Dann aber ist die zweite Hälfte des Gesamtthemas zu betrachten. Sie ist in einem einzigen Bindebogen in der Urschrift mit dem Hauptthema zusammengeschmolzen. Man könnte sie eine Umkehrung des Hauptthemas nennen, doch sind da einige gewichtige Unterschiede. Die Umkehrung besteht eigentlich nicht aus drei Motiven, sondern aus zwei je vier Achtel umfassenden Motiven. Das erste Motiv beginnt in der Oberstimme im dritten Takt (zweites Achtel), endet im vierten Takt (erstes Achtel) und enthält die Töne fis' – a' – c" – es". Anstelle der Verwebung des Grundakkords mit dem verminderten Septakkord im ersten Motiv des Hauptthemas ist im ersten Motiv der Umkehrung also ganz einfach von unten nach oben, vom bislang nicht in Erscheinung getretenen fis' aus, der verminderte Septakkord zitiert: eben fis' – a' – c" – es".

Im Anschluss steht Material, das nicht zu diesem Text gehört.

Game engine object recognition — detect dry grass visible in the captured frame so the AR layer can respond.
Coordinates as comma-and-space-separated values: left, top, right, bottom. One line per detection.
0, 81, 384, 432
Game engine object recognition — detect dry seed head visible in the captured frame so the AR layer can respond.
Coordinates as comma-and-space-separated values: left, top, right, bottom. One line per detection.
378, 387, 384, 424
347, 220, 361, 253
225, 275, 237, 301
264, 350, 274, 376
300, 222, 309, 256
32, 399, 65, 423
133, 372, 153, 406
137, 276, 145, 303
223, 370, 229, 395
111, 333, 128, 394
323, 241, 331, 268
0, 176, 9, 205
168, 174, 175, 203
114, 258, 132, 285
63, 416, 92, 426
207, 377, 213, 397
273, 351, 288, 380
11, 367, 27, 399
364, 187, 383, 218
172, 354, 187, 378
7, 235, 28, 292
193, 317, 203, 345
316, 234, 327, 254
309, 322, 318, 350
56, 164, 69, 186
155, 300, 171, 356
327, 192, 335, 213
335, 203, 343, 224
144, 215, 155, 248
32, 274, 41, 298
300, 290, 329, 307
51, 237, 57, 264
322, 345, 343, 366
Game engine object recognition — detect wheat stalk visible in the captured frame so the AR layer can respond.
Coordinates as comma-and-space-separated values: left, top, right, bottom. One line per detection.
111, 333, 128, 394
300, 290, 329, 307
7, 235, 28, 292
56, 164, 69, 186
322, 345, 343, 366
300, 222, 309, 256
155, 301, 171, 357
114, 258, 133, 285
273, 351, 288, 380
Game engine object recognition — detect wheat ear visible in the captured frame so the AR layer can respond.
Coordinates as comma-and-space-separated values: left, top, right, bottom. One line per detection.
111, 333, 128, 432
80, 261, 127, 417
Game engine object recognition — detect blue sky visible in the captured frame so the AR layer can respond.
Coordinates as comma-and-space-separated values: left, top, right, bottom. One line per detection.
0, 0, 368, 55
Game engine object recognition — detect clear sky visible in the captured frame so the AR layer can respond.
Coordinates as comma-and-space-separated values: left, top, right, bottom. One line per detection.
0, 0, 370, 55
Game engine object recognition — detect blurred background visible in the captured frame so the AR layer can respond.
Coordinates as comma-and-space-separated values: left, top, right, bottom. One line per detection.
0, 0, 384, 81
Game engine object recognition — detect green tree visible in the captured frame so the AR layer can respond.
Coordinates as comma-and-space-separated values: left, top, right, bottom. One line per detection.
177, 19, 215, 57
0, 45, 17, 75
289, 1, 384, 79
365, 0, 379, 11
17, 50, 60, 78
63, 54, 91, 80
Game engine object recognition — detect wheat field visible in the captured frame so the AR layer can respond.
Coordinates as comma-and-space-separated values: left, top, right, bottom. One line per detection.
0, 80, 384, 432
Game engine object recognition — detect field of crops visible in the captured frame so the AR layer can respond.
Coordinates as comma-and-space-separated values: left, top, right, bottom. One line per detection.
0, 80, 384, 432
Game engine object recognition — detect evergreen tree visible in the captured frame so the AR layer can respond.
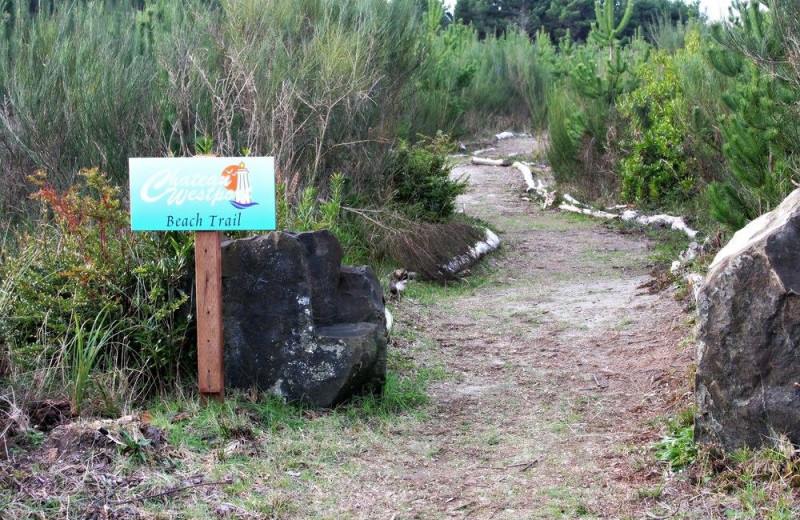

Er bezieht sich allerdings in der nächsten Note, im d", wiederum auf das Gerüst der Tonart: Er erreicht die Dominante von g-moll. Sie ist aber nicht Ort der federnden Offenheit wie im zweiten Motiv des Hauptthemas, sondern wird, das zweite Motiv verschlingend, zur Basis für den definitiven stufenweisen Aufstieg zur achten Stufe, zum oberen Grundton von g-moll. Der in sich noch offene Aufstieg des dynamischen Grundgerüsts (verminderter Septakkord) wird, aufgefangen in der Dominante, zum endgültigen Aufstieg zur Stillung in der Steigerung. Die in den Schoß zurückgenommene Hand hebt sich nach oben. Die zweite Hälfte des Gesamtthemas kehrt als solche und ganze im Geschehen der dreizehn Takte nirgendwo mehr wieder. Trotzdem findet sich in der Oberstimme eine kühne Abbreviatur des ersten Motivs der Umkehrung zwischen dem letzten Achtel des neunten und dem ersten Achtel des zehnten Taktes. Hier erfolgt der Sprung unmittelbar von fis' zu es" und somit die jäh abgekürzte Gesamtbewegung des ersten Motivs der Umkehrung. Daran schließt sich das zweite Motiv der Umkehrung vollständig an (Takt zehn, zweites Achtel, bis Takt elf, erstes Achtel). Und es ist höchst bedeutsam, daß genau dieses zweite Motiv der Umkehrung in der Unterstimme vom zweiten Achtel des elften bis zum ersten Achtel des zwölften Taktes wiederholt wird, und zwar in einer überraschen- [274] den Ausweitung des gesamten Tonvolumens nach unten: dreieinhalb Oktaven tiefer als die Bezugspartie in der Oberstimme.